Grillades and Grits:
- Cut the meat into medallions.
- Pound flat.
- Season with salt, black pepper and cayenne pepper.
- Dredge with flour.
- In a heavy-bottom skillet, brown the medallions. Set aside.
- Sauté the “trinity”, onions, bell pepper, and celery, add 1 tablespoon minced garlic.
- Add homemade beef stock.
- Add the browned medallions and bay leaves.
- Simmer for 1 hour.
- Cook the cheese grits.
- Remove the bay leaves.
- Serve with cheese grits and crusty French bread.
Grillades and Grits are a popular dish at Mr. B’s in the French Quarter.
The next best thing to being in New Orleans . . . make some Grillades and Grits for supper tonight!
Grillades and Grits
A classic brunch dish in the French Quarter in New Orleans. Enriched with creole flavors this is comfort food at its best!
- 2 pounds veal round steak, about 1/2" thick
- 1 T. salt
- 1 t. cayenne pepper
- 1/2 t. black pepper
- 1/2 cup all-purpose flour
- 1/4 cup vegetable oil
- 2 cups onions, chopped
- 1 cup bell pepper, chopped
- 1 cup celery, chopped
- 1/4 cup vegetable oil
- 1 1/2 cups peeled, seeded and chopped tomatoes
- 1 T. minced garlic
- 2 cups beef broth
- 1/2 cup dry red wine
- 2 bay leaves
- 1/2 t. thyme
- 1/2 t. dried oregano
- 1/2 t. dried basil
- 1 bunch green onions, green part only, chopped
- 3 T. fresh parsley, finely chopped
Baked cheese grits
Combine the salt, cayenne pepper, and black pepper. Set aside.
Cut the meat into 2" squares.

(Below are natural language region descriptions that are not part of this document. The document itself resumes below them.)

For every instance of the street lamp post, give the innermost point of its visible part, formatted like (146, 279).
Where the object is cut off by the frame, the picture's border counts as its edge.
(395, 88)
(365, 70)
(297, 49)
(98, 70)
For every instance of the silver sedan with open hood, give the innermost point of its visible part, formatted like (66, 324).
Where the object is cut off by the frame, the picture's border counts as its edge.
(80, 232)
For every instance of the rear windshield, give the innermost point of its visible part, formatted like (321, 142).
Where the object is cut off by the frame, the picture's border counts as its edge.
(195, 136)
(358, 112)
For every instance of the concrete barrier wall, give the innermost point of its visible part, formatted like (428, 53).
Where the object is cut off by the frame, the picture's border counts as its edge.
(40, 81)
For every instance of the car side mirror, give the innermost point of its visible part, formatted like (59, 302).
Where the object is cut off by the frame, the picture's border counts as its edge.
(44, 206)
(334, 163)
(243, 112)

With a mallet, pound each piece of meat until slightly flattened.
Sprinkle with seasoning mix and dredge in the flour. Shake off excess flour. Turn pieces of meat over and repeat the process.
In a large cast-iron pot or enameled cast-iron, heat the oil over medium heat. Add the meat several pieces at a time and brown evenly on both sides, being careful not to overcrowd. Remove and place on a paper towel-lined plate. When all of the meat is browned, set aside.
Remove any burnt drippings from the pan, add the oil. When hot, add the onions, bell pepper and celery, cook, stirring occasionally, in oil until vegetables are wilted, 6 to 8 minutes. Add the tomatoes and garlic. Cook, stirring often, for 4 to 6 minutes.
Return the browned meat to the large heavy pot, add the beef broth, sautéd vegetables, wine, bay leaves, thyme, oregano, and basil.
Reduce heat to a medium, simmer partially covered for 1 to 1 1/2 hours. Stir occasionally.
Meanwhile, cook the cheese grits.
When ready to serve, remove the bay leaves, add the green onions and parsley.
Taste. Add seasonings if necessary.
Serve with cheese grits and biscuits.